Image: Kim Gorga
At Bristol Zoo, a female western lowland gorilla has recently been born via caesarean. Her birth was particularly significant as she was the first gorilla in the UK to have been born via C-section. David Cahill, the professor of Medical Education and Reproductive Medicine at the city’s university, conducted the procedure. This gynaecologist, who works at St Michael’s Hospital in Bristol, has personally delivered thousands of human babies by caesarean; but this was his first time delivering a gorilla.
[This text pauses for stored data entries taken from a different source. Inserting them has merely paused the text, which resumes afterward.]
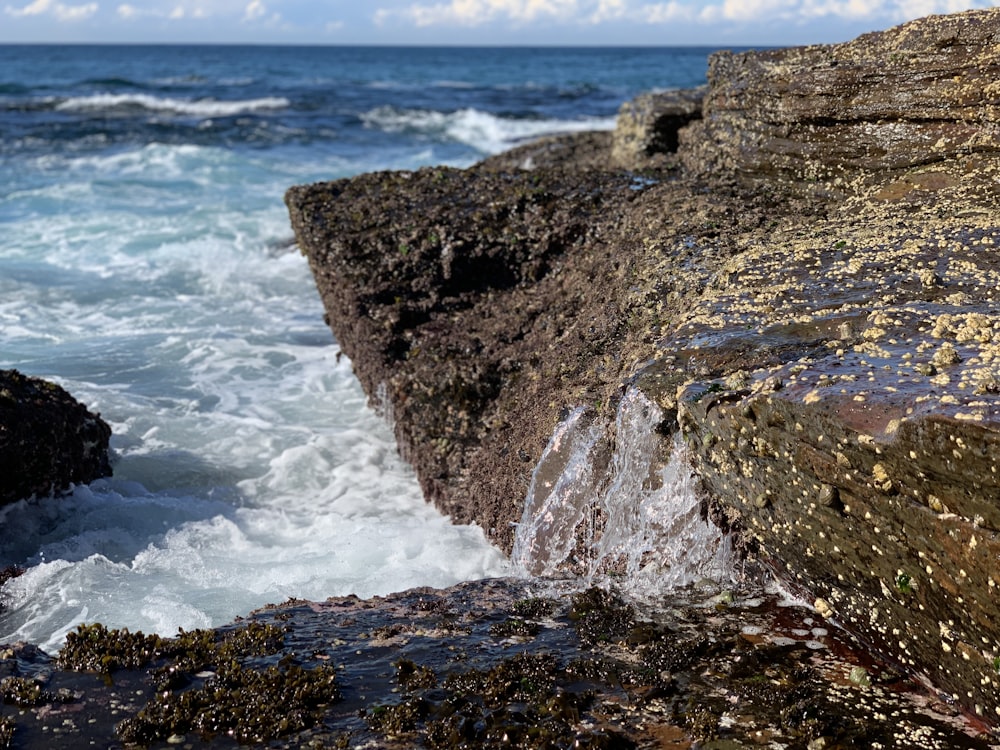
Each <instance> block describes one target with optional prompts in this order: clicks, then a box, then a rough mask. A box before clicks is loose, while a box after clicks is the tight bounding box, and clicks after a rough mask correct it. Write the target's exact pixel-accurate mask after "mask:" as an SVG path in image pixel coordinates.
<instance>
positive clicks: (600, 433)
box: [512, 388, 732, 598]
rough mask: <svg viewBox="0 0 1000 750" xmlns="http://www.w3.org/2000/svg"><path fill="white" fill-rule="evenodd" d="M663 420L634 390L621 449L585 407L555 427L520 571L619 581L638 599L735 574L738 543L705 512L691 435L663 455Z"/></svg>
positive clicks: (523, 534)
mask: <svg viewBox="0 0 1000 750" xmlns="http://www.w3.org/2000/svg"><path fill="white" fill-rule="evenodd" d="M662 421H663V414H662V412H661V410H660V408H659V407H658V406H657V405H656V404H654V403H653V402H651V401H650V400H649V399H648V398H646V396H644V395H643V394H642V392H641V391H639V390H638V389H635V388H632V389H629V390H628V391H627V392H626V393H625V395H624V397H623V398H622V400H621V403H620V405H619V407H618V412H617V415H616V419H615V425H614V436H613V447H612V445H611V444H610V442H609V440H608V438H606V437H605V435H604V431H603V430H602V429H601V427H600V425H599V424H598V423H596V421H595V420H594V419H593V418H592V417H591V416H589V415H588V412H587V411H586V410H585V409H584V408H583V407H579V408H577V409H575V410H574V411H572V412H571V413H570V414H569V415H568V416H567V417H566V418H565V419H564V420H563V421H562V422H561V423H560V424H559V425H558V426H557V428H556V430H555V432H554V433H553V435H552V438H551V439H550V441H549V444H548V446H547V447H546V449H545V451H544V452H543V454H542V457H541V459H540V461H539V463H538V466H537V467H536V469H535V472H534V474H533V476H532V481H531V485H530V487H529V490H528V496H527V499H526V501H525V507H524V513H523V516H522V519H521V522H520V524H519V525H518V529H517V533H516V535H515V539H514V549H513V553H512V560H513V562H514V564H515V565H516V566H517V567H518V568H519V569H520V570H522V571H524V572H526V573H528V574H530V575H539V576H546V575H556V574H560V573H566V572H567V571H572V572H575V573H577V574H578V575H579V576H580V580H581V582H582V583H584V584H586V585H589V584H592V583H595V582H599V581H601V580H604V579H606V578H608V577H612V578H613V579H614V582H615V585H616V587H617V588H619V589H621V590H623V591H625V592H626V593H629V594H631V595H633V596H635V597H637V598H647V597H650V596H655V594H656V593H657V592H659V591H664V590H669V589H673V588H679V587H682V586H685V585H688V584H691V583H695V582H697V581H699V580H701V579H703V578H711V579H714V580H718V581H722V580H725V579H728V578H730V577H731V576H732V567H731V543H730V540H729V538H728V537H727V536H726V535H725V534H723V533H722V532H721V531H720V530H719V529H718V528H716V527H715V526H713V525H712V524H711V523H709V522H708V521H707V520H705V519H704V518H703V514H702V512H701V502H700V500H699V499H698V497H697V495H696V493H695V479H694V476H693V474H692V471H691V468H690V464H689V461H688V459H687V455H686V452H685V447H684V444H683V441H682V440H680V438H679V437H675V438H674V439H673V440H672V441H671V445H670V450H669V457H667V456H665V455H664V450H663V442H664V437H663V435H662V434H661V433H660V432H659V431H658V427H659V425H660V424H661V422H662ZM609 452H610V457H609V458H608V457H607V454H608V453H609ZM605 464H606V469H604V470H601V469H600V467H601V466H602V465H605Z"/></svg>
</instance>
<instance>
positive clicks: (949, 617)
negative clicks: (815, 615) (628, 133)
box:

A caesarean or C-section is a relatively common procedure amongst humans, however it is highly unusual in primates, with only a few instances occurring worldwide. It involves making a surgical incision through the mother’s abdomen to access the uterus and infant within. The emergency procedure was performed on the baby’s mother Kera after it was thought she was suffering from pre-eclampsia, a condition also found in humans with symptoms that include high blood pressure. Similarly to humans, female gorillas give birth to one infant after a gestation period of almost nine months. However, Cahill’s medical team decided to operate before the birth occurred naturally – as a natural birth would have endangered the health of both Kera and the baby.
Fortunately, Cahill and his colleagues successfully delivered the baby gorilla on February 12, welcoming a female that weighed a tiny 2lbs 10 oz (the normal birth weight of a gorilla is between 4 and 5lbs). The immediate moments after the birth were tense: the baby was put into intensive care and received life saving mouth-to-mouth CPR.
However, Rowena Killick, one of the vets at the zoo who assisted with the birth, has confirmed that both mother and baby gorillas are now doing well. Killick stated that, “the baby needed some intensive care immediately after birth and it is still very early days, but we are cautiously optimistic and will be keeping a very close eye on both her and Kera”. The baby is being hand-reared by the keepers at the zoo and is receiving 24-hour care.
The western lowland gorilla is a subspecies of gorilla endemic to the rainforests of central Africa. Bristol Zoo estimates that there are approximately 90,000-110,000 individuals remaining in the wild, and the gorilla is included in the International Union for Conservation of Nature’s (IUCN) red list of “Critically Endangered” species. The declining numbers are thought to be due to a combination of factors: the poaching of gorillas in the bush meat trade and the spread of the Ebola virus, which has a high mortality rate in primates.
The yet to be named infant becomes the ninth western lowland gorilla at Bristol Zoo. Although she is not currently on view to the public, the baby is set to become a star attraction. The birth supports the zoo’s long-term aim of managing the population of gorillas in captivity, and therefore the approach of ‘cautious optimism’ towards Kera and the new baby can also be applied to wider gorilla conservation.